Prezydent Karol Nawrocki wypowiedział się na temat nieobecności przedstawicieli Polski na poniedziałkowych rozmowach w Waszyngtonie ws. pokoju na Ukrainie. Prezydent jasno stwierdził, dlaczego doszło do takiej sytuacji.
Nawrocki wypowiedział się na ten temat przy okazji uczestnictwa w uroczystości powołania członków Kancelarii Prezydenta. – Nasza uroczystość jest w czasie, w którym tak wiele dzieje się w sytuacji geopolitycznej, w sytuacji międzynarodowej – rozpoczął.
Prezydent zwrócił się do tych, którzy aktywnie dyskutowali ws. nieobecności Polski w rozmowach. – Chcę wszystkich państwa uspokoić, a także opinię publiczną, w ostatnim tygodniu wziąłem udział w dwóch rozmowach z prezydentem Donaldem Trumpem, a także z liderami europejskimi, przedstawiając jasne stanowisko Polski w zakresie braku zaufania do Władimira Putina, braku zaufania do Federacji Rosyjskiej – dodał.
Nawrocki mówił o rządzie
Nawrocki podkreślił również, kto powinien pojawić się w USA. – Jak wiemy dzisiaj spotyka się format koalicji chętnych, a w tej koalicji od dłuższego czasu to rząd reprezentuje Polskę. To pan prezydent Zełenski zapraszał tych liderów europejskich, którzy mają dzisiaj być w Waszyngtonie – mówił.

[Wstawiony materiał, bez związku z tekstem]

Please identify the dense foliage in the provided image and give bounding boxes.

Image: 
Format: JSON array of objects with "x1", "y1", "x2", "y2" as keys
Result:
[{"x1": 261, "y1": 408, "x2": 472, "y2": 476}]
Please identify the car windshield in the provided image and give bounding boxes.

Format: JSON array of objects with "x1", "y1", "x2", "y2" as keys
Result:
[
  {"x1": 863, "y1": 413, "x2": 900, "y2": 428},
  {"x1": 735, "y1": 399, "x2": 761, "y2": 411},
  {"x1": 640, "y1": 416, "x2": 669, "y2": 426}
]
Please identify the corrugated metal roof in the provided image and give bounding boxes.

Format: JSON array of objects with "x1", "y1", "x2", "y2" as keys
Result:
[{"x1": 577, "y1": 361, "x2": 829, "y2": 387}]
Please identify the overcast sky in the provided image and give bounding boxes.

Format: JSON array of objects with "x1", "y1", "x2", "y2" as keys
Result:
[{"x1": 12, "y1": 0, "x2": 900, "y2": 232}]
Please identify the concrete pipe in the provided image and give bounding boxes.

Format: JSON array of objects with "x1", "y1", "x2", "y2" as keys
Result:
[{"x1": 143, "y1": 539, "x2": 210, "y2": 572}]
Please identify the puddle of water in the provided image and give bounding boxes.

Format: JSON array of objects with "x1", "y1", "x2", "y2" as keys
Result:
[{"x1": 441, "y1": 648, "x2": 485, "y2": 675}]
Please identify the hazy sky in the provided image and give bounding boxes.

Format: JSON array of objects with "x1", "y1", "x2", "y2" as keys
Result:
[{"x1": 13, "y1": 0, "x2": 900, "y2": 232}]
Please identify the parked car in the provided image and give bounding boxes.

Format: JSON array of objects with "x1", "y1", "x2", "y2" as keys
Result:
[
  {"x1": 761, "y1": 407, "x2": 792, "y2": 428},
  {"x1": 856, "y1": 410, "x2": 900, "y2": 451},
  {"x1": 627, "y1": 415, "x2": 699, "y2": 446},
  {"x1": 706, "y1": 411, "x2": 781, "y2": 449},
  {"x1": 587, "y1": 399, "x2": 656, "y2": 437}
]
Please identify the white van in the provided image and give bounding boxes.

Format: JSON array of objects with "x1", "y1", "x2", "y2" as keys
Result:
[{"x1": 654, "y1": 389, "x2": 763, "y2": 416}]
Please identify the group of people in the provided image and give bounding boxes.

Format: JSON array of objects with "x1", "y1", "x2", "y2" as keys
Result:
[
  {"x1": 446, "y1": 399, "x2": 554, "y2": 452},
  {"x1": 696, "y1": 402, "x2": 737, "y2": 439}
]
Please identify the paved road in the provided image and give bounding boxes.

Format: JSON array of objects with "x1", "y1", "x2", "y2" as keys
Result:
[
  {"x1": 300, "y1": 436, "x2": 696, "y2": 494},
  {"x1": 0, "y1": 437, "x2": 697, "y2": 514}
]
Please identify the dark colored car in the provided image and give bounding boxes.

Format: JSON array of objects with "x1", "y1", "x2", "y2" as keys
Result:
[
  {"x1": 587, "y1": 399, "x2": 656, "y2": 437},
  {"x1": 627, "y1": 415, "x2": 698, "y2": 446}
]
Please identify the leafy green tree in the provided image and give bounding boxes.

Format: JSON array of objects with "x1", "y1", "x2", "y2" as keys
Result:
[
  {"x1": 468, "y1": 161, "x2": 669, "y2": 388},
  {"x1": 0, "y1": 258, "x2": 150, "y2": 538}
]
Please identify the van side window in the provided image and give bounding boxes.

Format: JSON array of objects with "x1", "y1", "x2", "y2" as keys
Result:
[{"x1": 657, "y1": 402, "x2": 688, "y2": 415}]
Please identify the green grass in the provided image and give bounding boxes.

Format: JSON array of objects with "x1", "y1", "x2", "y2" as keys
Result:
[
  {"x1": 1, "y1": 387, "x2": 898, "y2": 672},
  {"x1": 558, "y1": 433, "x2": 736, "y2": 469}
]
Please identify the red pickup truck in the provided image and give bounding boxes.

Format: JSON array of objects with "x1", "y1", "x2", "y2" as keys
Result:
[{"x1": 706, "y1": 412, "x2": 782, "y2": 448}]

Chwilę później prezydent przypomniał o planowanym spotkaniu z Trumpem. – Prezydent Polski jest drodzy państwo jedynym liderem dzisiaj w Europie, który na bliskim horyzoncie, już trzeciego września, ma spotkanie z prezydentem Donaldem Trumpem. W tym spotkaniu kwestie bezpieczeństwa i także pokoju w Ukrainie będą jednym z bardzo ważnych punktów – dodał.